Surrogate Key Generator
Loads a target, adds generated whole number values to a surrogate key column, and sorts and saves the source based on the values in the business key column or columns.
Transpose
Creates an output table that contains transposed data.
User Written Code
Retrieves a user-written transformation. Can be inserted between existing transformations and removed later without affecting the mappings in the original process flow. Can also be used to document the process flow for the transformation so that you can view and analyze the metadata for a user-written transformation, similarly to how you can analyze metadata for other transformations.

Data Quality Folder

The following table describes the transformations in the Data Quality folder in the Transformations tree.
Name
Description
Apply Lookup Standardization
Applies one or more schemes to one or more columns in a source table. Applying schemes modifies your source data according to rules that are defined in the schemes.
Create Match Code
Establish relationships between source rows. You can create match codes at specified levels of sensitivity. You can also assign cluster numbers to groups of source rows that generate the same match codes.
DataFlux IS Job
Executes jobs services on DataFlux Integration Servers from DataFlux, a SAS company. Used to cleanse larger amounts of source data.
DataFlux IS Service
Executes services on DataFlux Integration Servers from DataFlux, a SAS company. Used to synchronously process smaller amounts of data, in coordination with client applications that await a response from the server.

Data Transforms Folder

The Data Transforms folder contains any transformations that have been created with the Transformation Generator wizard and not assigned to a transformation category. The folder is displayed only when a generated transformation is present.
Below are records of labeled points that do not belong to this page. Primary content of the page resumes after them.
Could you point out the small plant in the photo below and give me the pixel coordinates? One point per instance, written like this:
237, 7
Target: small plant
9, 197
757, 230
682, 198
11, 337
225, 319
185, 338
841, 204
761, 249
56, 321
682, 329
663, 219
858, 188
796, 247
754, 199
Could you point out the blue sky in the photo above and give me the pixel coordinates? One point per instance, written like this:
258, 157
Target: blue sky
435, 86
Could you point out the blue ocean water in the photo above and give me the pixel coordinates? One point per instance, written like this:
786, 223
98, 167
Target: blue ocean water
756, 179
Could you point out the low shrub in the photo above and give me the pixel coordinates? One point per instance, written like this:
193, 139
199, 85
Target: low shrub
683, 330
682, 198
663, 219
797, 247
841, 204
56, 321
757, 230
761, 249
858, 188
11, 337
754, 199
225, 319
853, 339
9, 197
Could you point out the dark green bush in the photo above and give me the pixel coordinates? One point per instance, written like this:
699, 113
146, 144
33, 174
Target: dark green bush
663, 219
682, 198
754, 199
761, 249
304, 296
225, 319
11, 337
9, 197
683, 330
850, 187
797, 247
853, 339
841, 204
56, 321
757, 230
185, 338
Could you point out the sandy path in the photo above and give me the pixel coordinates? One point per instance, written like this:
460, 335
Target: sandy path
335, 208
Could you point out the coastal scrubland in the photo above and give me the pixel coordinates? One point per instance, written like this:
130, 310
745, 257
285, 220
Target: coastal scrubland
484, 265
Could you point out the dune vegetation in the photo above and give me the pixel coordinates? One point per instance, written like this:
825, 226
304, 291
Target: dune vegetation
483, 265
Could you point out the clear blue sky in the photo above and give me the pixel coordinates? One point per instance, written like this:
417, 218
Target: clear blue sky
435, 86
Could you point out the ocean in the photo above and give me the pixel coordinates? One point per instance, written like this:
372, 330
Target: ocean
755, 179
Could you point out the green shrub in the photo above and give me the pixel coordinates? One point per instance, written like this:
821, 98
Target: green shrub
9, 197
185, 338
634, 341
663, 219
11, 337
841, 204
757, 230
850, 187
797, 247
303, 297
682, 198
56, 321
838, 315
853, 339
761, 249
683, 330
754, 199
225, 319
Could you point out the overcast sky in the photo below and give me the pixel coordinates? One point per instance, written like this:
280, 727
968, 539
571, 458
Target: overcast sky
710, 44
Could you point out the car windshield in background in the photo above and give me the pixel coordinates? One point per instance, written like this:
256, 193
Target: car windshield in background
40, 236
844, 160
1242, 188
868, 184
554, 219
It is displayed only to other users when the generated transformations are placed in the Shared Data folder.

Output Folder

The following table describes the transformations in the Output folder in the Transformations tree.
Output Folder Transformations
Name
Description
List Data
Creates an HTML report that contains selected columns from a source table.

Publish Folder

The following table describes the transformations in the Publish folder in the Transformations tree.
Publish Folder Transformations
Name
Description
Publish to Archive
Creates an HTML report and an archive of the report.
Publish to Email
Creates an HTML report and e-mails it to a designated address.
Publish to Queue
Creates an HTML report and publishes it to a queue using MQSeries.

SPD Server Dynamic Cluster Folder

The following table describes the transformations in the SPD Server Dynamic Cluster folder in the Transformations tree.
SPD Server Dynamic Cluster Folder Transformations
Name
Description
Create or Add to a Cluster
Creates or updates an SPD Server cluster table.
List Cluster Contents
Lists the contents of an SPD Server cluster table.
Remove Cluster Definition
Deletes an SPD Server cluster table.